De nombreuses actions peuvent être entreprises pour éviter ce problème, qui est généralement la cause de grandes pertes pour les producteurs car le tilapia aux saveurs indésirables est pénalisé dans le prix final. Le processus le plus courant est celui appelé purge, qui consiste essentiellement à maintenir les stocks de poissons avant la récolte dans une eau propre avec une bonne oxygénation et en recirculation, pendant quelques jours.
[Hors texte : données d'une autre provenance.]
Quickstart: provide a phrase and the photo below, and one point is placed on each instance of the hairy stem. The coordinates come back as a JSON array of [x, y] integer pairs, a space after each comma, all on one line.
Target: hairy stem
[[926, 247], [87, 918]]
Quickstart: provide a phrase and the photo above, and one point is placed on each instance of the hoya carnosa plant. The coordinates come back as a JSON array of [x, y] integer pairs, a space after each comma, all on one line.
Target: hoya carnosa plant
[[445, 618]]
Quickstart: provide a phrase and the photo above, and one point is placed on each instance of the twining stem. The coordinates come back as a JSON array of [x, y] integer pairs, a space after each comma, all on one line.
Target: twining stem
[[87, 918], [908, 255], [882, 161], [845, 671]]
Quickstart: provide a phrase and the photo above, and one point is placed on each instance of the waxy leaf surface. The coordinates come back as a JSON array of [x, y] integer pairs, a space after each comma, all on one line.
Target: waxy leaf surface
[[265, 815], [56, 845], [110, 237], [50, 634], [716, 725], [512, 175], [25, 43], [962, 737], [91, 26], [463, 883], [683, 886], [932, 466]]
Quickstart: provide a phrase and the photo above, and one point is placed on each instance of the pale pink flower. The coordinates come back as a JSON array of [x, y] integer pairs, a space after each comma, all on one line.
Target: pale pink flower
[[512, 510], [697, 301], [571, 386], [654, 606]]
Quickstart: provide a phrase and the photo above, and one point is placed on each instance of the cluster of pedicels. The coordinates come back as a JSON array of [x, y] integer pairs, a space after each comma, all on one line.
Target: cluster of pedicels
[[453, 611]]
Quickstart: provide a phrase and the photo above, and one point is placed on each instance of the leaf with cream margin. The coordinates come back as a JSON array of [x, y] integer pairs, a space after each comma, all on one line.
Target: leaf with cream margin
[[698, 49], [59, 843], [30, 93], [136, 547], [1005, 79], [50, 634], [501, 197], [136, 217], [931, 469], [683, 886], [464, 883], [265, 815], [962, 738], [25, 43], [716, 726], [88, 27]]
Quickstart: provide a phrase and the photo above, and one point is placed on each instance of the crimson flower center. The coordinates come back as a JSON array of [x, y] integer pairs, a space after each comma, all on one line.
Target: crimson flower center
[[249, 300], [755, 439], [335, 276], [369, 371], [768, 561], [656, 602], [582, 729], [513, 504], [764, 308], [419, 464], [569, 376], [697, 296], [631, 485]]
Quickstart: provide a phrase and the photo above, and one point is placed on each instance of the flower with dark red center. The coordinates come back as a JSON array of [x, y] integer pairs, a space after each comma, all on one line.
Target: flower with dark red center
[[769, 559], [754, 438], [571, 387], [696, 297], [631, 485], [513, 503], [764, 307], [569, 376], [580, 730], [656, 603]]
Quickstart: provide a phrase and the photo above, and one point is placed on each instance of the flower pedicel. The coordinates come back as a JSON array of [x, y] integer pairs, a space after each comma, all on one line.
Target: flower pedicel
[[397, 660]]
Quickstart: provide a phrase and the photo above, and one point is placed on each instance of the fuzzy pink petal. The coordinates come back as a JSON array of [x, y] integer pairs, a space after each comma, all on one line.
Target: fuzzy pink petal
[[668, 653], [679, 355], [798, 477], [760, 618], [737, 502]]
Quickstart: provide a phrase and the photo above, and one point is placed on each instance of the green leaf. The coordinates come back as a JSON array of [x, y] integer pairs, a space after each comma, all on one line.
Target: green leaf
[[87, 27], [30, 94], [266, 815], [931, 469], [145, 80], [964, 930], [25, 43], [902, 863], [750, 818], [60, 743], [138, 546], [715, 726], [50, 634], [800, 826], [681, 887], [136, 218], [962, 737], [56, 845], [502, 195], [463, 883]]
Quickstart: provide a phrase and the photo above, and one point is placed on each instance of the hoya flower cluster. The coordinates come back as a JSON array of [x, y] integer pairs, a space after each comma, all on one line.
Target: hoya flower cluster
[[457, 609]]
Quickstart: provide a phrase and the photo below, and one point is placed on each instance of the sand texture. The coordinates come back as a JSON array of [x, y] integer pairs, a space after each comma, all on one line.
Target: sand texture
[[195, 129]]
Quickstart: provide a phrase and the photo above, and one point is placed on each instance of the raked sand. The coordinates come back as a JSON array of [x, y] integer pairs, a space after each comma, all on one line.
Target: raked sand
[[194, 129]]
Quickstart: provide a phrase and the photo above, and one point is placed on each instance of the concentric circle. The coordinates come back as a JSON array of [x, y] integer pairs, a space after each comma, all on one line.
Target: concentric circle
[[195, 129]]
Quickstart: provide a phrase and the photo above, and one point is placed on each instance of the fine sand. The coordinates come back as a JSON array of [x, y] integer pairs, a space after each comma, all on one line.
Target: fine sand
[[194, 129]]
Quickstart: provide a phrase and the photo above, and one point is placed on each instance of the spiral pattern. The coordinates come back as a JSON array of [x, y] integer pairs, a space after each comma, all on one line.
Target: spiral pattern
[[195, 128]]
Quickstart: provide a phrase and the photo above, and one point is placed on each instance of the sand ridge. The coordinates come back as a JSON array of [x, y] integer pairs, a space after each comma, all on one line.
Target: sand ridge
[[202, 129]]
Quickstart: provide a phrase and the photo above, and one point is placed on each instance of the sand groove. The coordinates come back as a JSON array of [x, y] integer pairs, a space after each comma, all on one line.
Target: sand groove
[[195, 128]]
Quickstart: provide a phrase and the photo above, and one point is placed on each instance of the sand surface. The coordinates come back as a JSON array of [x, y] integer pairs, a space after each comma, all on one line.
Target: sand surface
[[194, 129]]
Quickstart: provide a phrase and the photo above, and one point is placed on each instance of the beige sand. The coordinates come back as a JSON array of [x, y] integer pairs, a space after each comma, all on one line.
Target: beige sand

La période de purge peut aller de 5 jours dans des eaux chaudes (entre 30°-35°C) à 10-15 jours dans des eaux tempérées <25°C. Ce procédé implique une augmentation considérable du coût de production, puisque le poisson qui est ne pas être nourri au-delà d'une ration d'entretien minimum, a tendance à perdre du poids, et aussi les dépenses d'énergie nécessaires à l'entretien des installations ne sont pas faibles. Lorsque le processus de purge ne peut être réalisé, tous les producteurs n'ayant pas les moyens de le faire, d'autres techniques peuvent être utilisées. Le moins complexe à réaliser est le contrôle exhaustif des conditions physico-chimiques des bassins pendant le processus d'élevage, pour cela il est important de maintenir un contrôle optimal de l'alimentation en évitant la suralimentation des animaux, en gardant l'eau propre, bien oxygéné et avec de nouveaux remplacements d'eau appropriés. Dans certains cas, la prolifération des microalgues responsables de la formation des géosamines et du 2-MIB peut être évitée par l'ajout de chaux ou de sel, en éliminant les composés phosphorés et en ajoutant du fer, du chlore ou du permanganate de potassium. Toutes ces techniques in situ, sont partiellement couronnées de succès, puisqu'au minimum de conditions favorables, les microalgues reviennent très rapidement coloniser le bassin. Lorsque les opérations déjà décrites n'ont pas réussi, il n'y a pas d'autre alternative que de traiter la chair de poisson transformée en masquant le mauvais goût par l'utilisation de différents procédés de conservation tels que le salage, le séchage, la friture, le fumage, le chauffage par micro-ondes, la marinade et la fermentation. Il existe même des techniques d'acidification, Pahila et Yap (2013) ont décrit que l'utilisation d'acides organiques, tels que les acides citrique ou acétique, aide à réduire considérablement la teneur en géosamine et en 2-MIB dans la viande de tilapia.
Comme nous l'avons décrit, le problème des mauvais goûts du tilapia est un sujet qui ne doit pas être pris à la légère et doit être résolu efficacement pour empêcher le monstre de la mauvaise réputation de nos poissons de continuer à se nourrir et à grandir, fermant des portes qui avaient coûté tant à ouvrir.